The Review was a bi-weekly newspaper based in Reidsville North Carolina, based in Rockingham County, North Carolina. It was published under that name between 1899 - 2017. In 2017, it merged with two other newspapers in Rockingham County (the Eden Daily News and the Madison Messenger); all three papers publish under the name Rockingham Now.

== History ==
Started in 1888 by Edward Gilliam and J.C. Womack. The Review merged with a two-page newspaper called The Democrat in later 1888. It was called the Weekly Review from 1888 to 1898. The Review was published as a semiweekly paper from 1899 to 1922 and then triweekly from 1922 to 1934, when it became a daily newspaper in 1934 (except Saturday and Sunday). In 1998, it became a morning paper, publishing Tuesday through Friday and Sunday. In 2009, the paper began publishing only two days per week, Wednesday and Sunday.

The newspaper has been under three different owners between 1997 and 2020:

- The Review was owned by Media General.
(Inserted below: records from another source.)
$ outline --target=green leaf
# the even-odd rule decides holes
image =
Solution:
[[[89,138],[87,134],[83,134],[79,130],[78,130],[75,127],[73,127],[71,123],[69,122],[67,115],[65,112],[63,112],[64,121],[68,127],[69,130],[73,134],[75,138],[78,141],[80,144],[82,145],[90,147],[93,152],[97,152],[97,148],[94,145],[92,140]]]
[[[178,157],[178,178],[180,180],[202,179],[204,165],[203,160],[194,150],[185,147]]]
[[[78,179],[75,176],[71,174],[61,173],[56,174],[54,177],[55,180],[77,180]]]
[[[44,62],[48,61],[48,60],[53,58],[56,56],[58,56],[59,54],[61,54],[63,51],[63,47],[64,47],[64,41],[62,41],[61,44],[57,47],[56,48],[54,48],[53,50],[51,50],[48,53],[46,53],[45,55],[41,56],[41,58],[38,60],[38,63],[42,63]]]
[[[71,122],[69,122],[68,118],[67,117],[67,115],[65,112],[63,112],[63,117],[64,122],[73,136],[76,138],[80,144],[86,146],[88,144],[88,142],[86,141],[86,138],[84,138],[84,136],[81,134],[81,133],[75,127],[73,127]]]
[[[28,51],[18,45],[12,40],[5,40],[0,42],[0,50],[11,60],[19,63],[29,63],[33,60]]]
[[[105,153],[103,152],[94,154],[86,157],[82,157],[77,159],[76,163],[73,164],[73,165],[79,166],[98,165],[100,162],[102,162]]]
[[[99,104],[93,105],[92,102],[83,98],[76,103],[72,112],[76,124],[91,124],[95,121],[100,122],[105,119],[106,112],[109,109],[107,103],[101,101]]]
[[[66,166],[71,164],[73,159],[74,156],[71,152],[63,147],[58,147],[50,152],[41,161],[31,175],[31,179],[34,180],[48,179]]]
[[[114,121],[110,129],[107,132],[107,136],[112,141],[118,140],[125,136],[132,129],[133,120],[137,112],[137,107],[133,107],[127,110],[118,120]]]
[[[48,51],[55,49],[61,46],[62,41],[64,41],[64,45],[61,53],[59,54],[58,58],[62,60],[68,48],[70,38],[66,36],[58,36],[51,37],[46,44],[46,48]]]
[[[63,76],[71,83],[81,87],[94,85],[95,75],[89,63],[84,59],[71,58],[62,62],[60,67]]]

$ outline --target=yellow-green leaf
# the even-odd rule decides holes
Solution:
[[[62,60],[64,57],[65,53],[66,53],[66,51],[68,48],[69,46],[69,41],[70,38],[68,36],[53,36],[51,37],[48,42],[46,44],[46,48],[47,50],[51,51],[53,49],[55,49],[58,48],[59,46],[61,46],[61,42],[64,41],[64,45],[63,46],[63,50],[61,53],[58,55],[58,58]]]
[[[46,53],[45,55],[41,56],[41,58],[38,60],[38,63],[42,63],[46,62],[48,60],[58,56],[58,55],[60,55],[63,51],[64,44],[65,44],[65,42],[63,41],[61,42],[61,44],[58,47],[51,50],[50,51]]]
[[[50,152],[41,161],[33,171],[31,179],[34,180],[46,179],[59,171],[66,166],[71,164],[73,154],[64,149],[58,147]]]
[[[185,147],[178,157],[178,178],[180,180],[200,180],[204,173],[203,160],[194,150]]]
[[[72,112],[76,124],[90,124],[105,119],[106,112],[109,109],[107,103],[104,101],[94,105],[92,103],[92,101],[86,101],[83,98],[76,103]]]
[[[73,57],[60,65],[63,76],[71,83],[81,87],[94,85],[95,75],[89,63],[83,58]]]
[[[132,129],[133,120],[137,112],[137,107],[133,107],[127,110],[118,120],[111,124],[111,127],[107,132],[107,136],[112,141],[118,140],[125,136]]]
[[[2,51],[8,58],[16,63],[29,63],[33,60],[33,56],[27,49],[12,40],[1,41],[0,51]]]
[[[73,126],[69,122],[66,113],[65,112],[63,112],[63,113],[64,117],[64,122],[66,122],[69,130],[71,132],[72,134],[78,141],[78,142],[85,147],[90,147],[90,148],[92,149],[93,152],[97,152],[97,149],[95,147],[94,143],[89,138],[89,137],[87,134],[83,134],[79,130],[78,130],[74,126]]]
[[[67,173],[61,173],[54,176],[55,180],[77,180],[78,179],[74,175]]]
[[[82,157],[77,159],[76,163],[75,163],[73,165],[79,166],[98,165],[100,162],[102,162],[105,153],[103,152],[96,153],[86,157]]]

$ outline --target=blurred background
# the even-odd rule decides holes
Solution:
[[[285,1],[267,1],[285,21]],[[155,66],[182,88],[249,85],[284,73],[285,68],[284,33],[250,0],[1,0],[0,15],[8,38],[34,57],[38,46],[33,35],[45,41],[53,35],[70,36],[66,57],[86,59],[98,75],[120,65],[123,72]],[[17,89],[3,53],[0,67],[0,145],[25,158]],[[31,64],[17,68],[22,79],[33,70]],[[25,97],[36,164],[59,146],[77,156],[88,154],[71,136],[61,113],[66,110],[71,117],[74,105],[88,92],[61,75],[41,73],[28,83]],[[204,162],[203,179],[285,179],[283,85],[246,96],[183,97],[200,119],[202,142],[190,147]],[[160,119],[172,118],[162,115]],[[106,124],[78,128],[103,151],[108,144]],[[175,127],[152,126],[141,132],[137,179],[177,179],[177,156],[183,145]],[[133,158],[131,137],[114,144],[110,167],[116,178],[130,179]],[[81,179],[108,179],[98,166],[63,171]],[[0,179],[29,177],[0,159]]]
Media General bought the Review, Eden News and Madison Messenger in 1997.
- The newspaper was purchased by Berkshire Hathaway in 2012.
- In 2020, Warren Buffett sold the paper to Lee Enterprises.

In 2017 the paper was merged with two other Rockingham County papers, Eden Daily News and the Madison Messenger, forming RockinghamNow.